I got a chance to attend some of Enterprise Search Summit West yesterday (thanks to my friends at Semantra). I attended a couple of sessions and browsed the exhibit hall.
The first session was entitled “What is Semantic Search“. Seth Earley gave a rapid 30 minute overview of semantic search. He touched on explicit and implicit metadata, the difficulties of extracting semantic meaning from documents (in part because context is so important) and the value of implicit metadata such as the number of occurrences of a term, source and structure. All this he said is basic capability in most search engines.
He went on to say that the problem that search terms are short, ambiguous and an approximation of the user’s real information need and so it is hard to get context from search terms. He discussed how there is a lot of focus on how the brain works and on natural language analysis to try and make it more practical for users to ask their actual question but this has lots of problems as language is very ambiguous. Like Seth I think that trying to solve these problems in the general case is very difficult and, for most users, not really necessary. After all most of the ambiguity and complexity comes from the number of things people do and talk about. If I were focused on a single decision area then I could make all sorts of assumptions about language and meaning and so greatly improve my results. Not only that but building (and maintaining) a knowledge base or ontology is much more practical for a focused area. Seth talked about roles in this context but I think decisions would be a better focus.
Seth also discussed how many small facts or micro theories can be chained together. For instance a search “looking for photos of people smiling” could use theories about what makes people smile (being happy) and what makes them happy (seeing someone they love achieve a milestone) and so on and so deliver a photo of a mother whose child is taking its first steps. Although I have not thought this through, it seems to me that these kinds of micro-theories are awfully rule-like and so some combination of search and business rules might be interesting.

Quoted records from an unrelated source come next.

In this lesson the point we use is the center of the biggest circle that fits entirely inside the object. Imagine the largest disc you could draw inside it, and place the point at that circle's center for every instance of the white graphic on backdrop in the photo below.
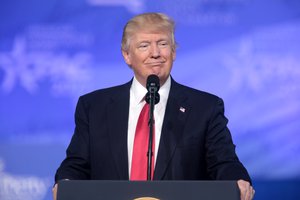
(66, 74)
(134, 6)
(13, 187)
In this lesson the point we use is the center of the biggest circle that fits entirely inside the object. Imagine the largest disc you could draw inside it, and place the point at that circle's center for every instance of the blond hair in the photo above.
(149, 22)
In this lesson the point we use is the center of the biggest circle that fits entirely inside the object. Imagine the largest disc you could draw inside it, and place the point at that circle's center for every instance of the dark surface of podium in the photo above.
(163, 190)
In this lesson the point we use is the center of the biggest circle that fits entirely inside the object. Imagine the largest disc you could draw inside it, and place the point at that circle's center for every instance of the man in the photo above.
(192, 141)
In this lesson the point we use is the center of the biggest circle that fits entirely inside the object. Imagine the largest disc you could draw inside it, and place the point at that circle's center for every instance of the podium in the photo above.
(147, 190)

Finally he pointed out that any solution to searching had to address two kinds of needs:
- Someone looking for something specific
- Someone knows they have a gap but does not know what might be in it
He gave a number of useful references – check out www.earley.com, www.readwriteweb.com and wordnet.princeton.edu
The second session was on Semantic Web – Mastering Discovery. This was a combined presentation by Siderean and a customer. Siderean went first discussing how, particularly in ad-hoc investigation, the issue is navigation not search – people want to find what’s out there (this is the second of Seth’s two types of search from the first session). To do this he argued that you need four things:
- Shared unified view of results across sources
- An ability to rapidly zero in on things
- An ability to find and follow relationships
- A way to share discoveries with others
Siderean, he said, uses RDF ontologies and focuses on relationships (where many search algorithms throw relationships away) along with auto categorization and entity extraction. He was followed by his customer, spendmatters.com a business blog on supply chain and spend management. The folks at Spend Matters wanted to deliver more, relevant information and get some information on the value of a particular piece of information. To do this they developed relational navigation to create a hub from a lot of different sources like supplier databases, blogs, trade pubs, analysts. The searching is based on ontologies developed for these sources using Siderean. They wanted to support very directed search while also supporting the browse or newspaper effect so that people find things they were not looking for. He was a little rushed and so we did not see much of the interface that resulted but as someone maintaining several blogs and a wiki and pulling information from lots of sources I can see why this would be useful.
Finally I went to the expo. I won’t go on too much but there were a couple of interesting trends:
- Automated entity extraction is improving
Lots more discussion of automated extraction of entities from text and of doing so based on structured data such as using a customer table to find candidate customer entities in text - Search across structured and unstructured data
Many more interfaces for searching across both databases and text documents with a single query for a more federated approach - Support for actions on results
A number of vendors had ways to get results back and identify them as business objects or events on which actions could be taken such as starting a process or running a service. This is key to using search in automated systems
All in all an interesting few hours.